By Shelby Young
Charleston Gazette (West Virginia)
Copyright 2007 Charleston Newspapers
CHARLESTON, W. Va. — Fathers and sons seek many ways to create a bond with each other, but most of them find ways that don’t involve flames, smoke, water and danger.
In Putnam County, however, fathers and sons serve in volunteer fire departments together on both sides of the river.
Kevin McCoy, a senior at Buffalo High School, actually joined the Bancroft Volunteer Fire Department first, then eventually talked his father, Tim, into signing up to be a firefighter, too.
“He convinced me that it was a great way to give something back to the community,” Tim McCoy said recently, as he stood outside a flaming building in Hurricane, watching his son prepare to go into his live fire training exercise where an abandoned structure is set on fire to give firefighters more experience in dealing with conditions of dense smoke and extremely high temperatures.

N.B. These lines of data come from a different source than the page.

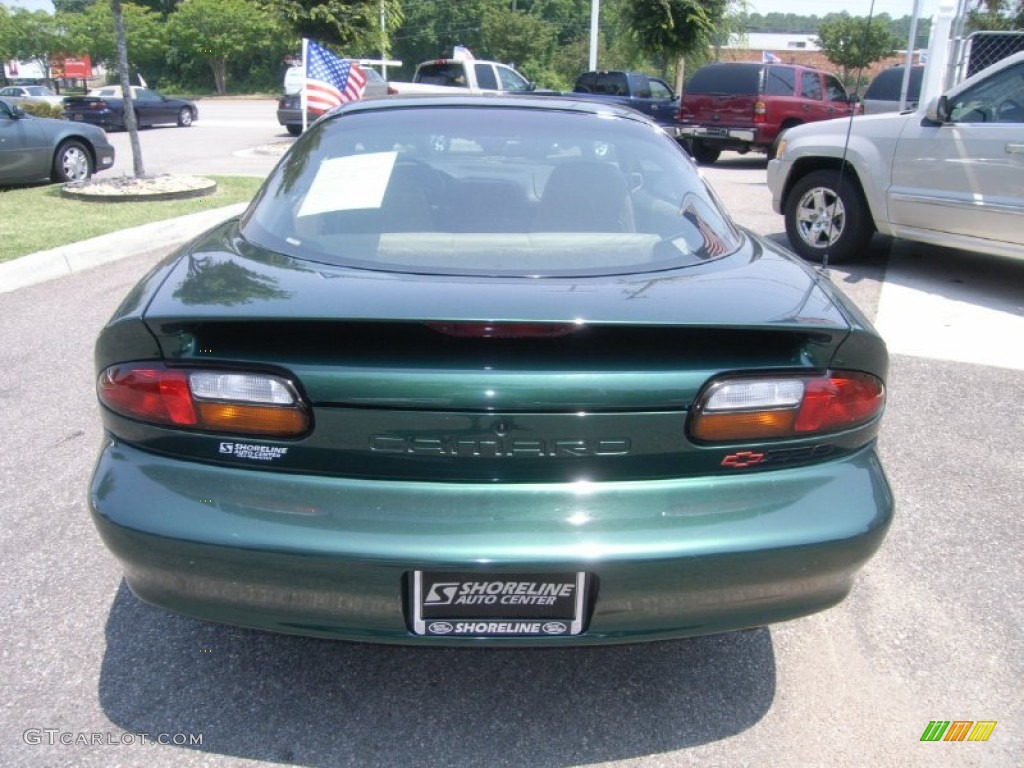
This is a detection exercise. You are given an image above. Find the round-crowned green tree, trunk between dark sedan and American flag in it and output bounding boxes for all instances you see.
[167,0,281,93]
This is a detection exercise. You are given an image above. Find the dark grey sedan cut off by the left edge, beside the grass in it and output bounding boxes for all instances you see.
[0,98,114,184]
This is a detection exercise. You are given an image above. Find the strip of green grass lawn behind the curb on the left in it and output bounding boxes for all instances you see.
[0,176,263,261]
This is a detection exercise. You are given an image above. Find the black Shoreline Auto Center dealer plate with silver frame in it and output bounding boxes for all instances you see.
[413,570,587,637]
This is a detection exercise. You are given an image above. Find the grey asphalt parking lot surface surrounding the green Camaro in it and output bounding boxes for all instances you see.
[0,102,1024,768]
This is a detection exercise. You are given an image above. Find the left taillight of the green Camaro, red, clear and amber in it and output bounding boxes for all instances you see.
[97,364,309,437]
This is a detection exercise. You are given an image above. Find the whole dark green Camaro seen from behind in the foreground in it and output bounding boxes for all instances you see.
[90,96,893,646]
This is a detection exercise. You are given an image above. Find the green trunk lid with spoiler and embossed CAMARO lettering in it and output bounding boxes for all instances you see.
[132,225,850,481]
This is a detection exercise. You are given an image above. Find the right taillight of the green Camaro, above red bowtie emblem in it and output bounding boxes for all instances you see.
[689,372,885,442]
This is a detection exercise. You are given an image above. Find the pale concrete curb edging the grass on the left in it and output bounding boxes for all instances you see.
[0,203,248,293]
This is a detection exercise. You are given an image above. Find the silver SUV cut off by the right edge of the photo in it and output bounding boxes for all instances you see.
[768,53,1024,262]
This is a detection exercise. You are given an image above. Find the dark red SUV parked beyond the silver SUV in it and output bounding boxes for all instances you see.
[678,61,857,164]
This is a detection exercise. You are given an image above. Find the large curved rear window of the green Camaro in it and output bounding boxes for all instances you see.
[242,105,741,276]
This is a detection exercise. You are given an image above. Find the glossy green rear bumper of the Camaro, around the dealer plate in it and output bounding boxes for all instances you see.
[89,441,893,645]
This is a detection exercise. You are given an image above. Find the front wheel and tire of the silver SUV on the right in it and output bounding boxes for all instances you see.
[784,170,874,263]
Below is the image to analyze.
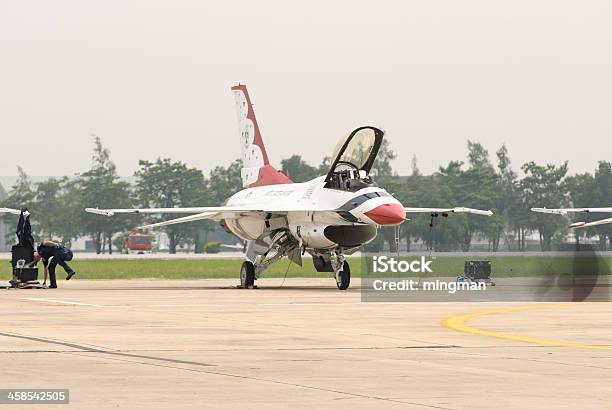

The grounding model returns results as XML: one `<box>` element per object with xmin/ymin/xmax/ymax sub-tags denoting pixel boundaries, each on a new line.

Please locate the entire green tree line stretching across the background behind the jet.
<box><xmin>0</xmin><ymin>137</ymin><xmax>612</xmax><ymax>253</ymax></box>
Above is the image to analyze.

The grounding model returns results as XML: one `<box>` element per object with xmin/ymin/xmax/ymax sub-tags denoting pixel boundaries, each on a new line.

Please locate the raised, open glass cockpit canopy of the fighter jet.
<box><xmin>325</xmin><ymin>127</ymin><xmax>384</xmax><ymax>191</ymax></box>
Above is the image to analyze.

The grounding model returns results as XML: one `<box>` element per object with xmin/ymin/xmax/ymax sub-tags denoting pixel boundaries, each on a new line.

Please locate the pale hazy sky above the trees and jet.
<box><xmin>0</xmin><ymin>0</ymin><xmax>612</xmax><ymax>175</ymax></box>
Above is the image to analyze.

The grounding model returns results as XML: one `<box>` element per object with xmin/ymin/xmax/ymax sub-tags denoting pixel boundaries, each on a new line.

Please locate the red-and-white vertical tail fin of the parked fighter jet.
<box><xmin>232</xmin><ymin>84</ymin><xmax>292</xmax><ymax>187</ymax></box>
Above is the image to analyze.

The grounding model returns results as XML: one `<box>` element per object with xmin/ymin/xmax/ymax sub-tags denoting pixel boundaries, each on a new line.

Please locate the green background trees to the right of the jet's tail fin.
<box><xmin>282</xmin><ymin>140</ymin><xmax>612</xmax><ymax>252</ymax></box>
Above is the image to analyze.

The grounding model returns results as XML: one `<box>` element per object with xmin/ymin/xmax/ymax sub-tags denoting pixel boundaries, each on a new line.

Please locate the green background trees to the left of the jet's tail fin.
<box><xmin>2</xmin><ymin>137</ymin><xmax>242</xmax><ymax>253</ymax></box>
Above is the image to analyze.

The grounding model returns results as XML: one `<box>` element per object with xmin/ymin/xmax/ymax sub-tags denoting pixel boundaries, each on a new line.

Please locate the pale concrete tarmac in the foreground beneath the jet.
<box><xmin>0</xmin><ymin>279</ymin><xmax>612</xmax><ymax>409</ymax></box>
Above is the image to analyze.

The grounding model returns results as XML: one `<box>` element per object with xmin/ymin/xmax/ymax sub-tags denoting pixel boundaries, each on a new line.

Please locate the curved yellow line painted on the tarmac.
<box><xmin>441</xmin><ymin>303</ymin><xmax>612</xmax><ymax>350</ymax></box>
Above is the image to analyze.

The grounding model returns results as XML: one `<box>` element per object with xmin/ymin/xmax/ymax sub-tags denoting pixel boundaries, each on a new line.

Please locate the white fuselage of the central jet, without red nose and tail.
<box><xmin>224</xmin><ymin>177</ymin><xmax>401</xmax><ymax>249</ymax></box>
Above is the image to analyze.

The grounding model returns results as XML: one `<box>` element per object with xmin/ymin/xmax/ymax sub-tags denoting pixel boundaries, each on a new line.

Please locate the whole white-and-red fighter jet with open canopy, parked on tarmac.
<box><xmin>86</xmin><ymin>84</ymin><xmax>492</xmax><ymax>290</ymax></box>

Although Kevin has been a member of Bancroft VFD for some time, until he turned age 18 he was not allowed to join the front line of firefighters who go into burning buildings, the elder McCoy explained.
Earlier in the exercise, the two men worked together assisting other firefighters with donning the heavy protective gear and backpack air supplies needed when firefighters go into areas where there is no breathable air and the heat sometimes exceeds 1,000 degrees Fahrenheit.
Finally it was Kevin’s turn to face the interior inferno.
Tim McCoy stood back a few yards as his son wrapped his arms around the heavy fire hose and the three-man team of which he was a part began their slow, crouching walk through the door where smoke billowed forth.
“It takes a high level of commitment to do what volunteer firemen do,” Tim said, his eyes never leaving the door.
The team inside had almost disappeared into the smoke, staying close together.
“When you go in like that, you find yourself reaching behind you, reaching back to be sure the guy in back of you is still there,” he said quietly.
A few feet away, Teays Valley VFD Fire Chief John Smoot, who was serving as an instructor in the exercise, was leaning deep in discussion with a member of his department, his son, Jonathan Smoot.
Earlier, Jonathan had been on the top of the building, helping cut a hole in the roof while his father watched from the ground.
Jonathan’s brother, Cody, is also a member of the Teays Valley VFD. Both are students at Winfield High School as well as being their family’s third generation of firefighters.
“I’m second generation,” Chief Smoot said. “My dad is chief at Cedar Grove. We have some pretty good conversations now.”
John said the impact of what his sons were doing hit him pretty hard recently during a fire emergency.
“I had just jumped into the truck and we were headed out when I looked around to see who else had answered the call. I looked back and realized Jonathan was sitting back there behind me.”
There are moments, he said.
There are moments.
Meanwhile, Kevin McCoy is out from his first foray into a burning house, stripping off his breathing mask and trying to cool down. His gear is fire resistant and flame retardant, but neither heatproof nor entirely fireproof. If it got hot enough, it would burn, too.
“It was really dark in there,” he said. “Then the fire started to roll over the top of our heads. Yesterday when we burned the barn, it seemed really close inside.”
“It was like being inside a shoebox,” Kevin said, then changed the subject.
“Spring break’s over tomorrow and I’m still not ready to go back to school. A bunch of us went to New York for a few days and then when I got back, it was time for this fire training. The time went fast.”
After The Big Apple and fighting a couple of fires, he would have plenty to talk about in the hallway at Buffalo High the following day if someone asked him what he did during his break.
Jonathan Smoot is planning to attend college, probably Glenville State University, on an athletic scholarship. He’s been on the varsity football and baseball teams at Winfield.
“Jonathan’s taken an interest in the fire department lately,” his chief, and father, said. “But he has lots of interests.”
Cody, on the other hand, doesn’t plan to follow that path exactly.
“I think I’m going to become a career firefighter,” he said the next day, after he had finished demonstrating some of the TVFD equipment to a group of children visiting the fire station. “Maybe with one of the departments up in Charleston.”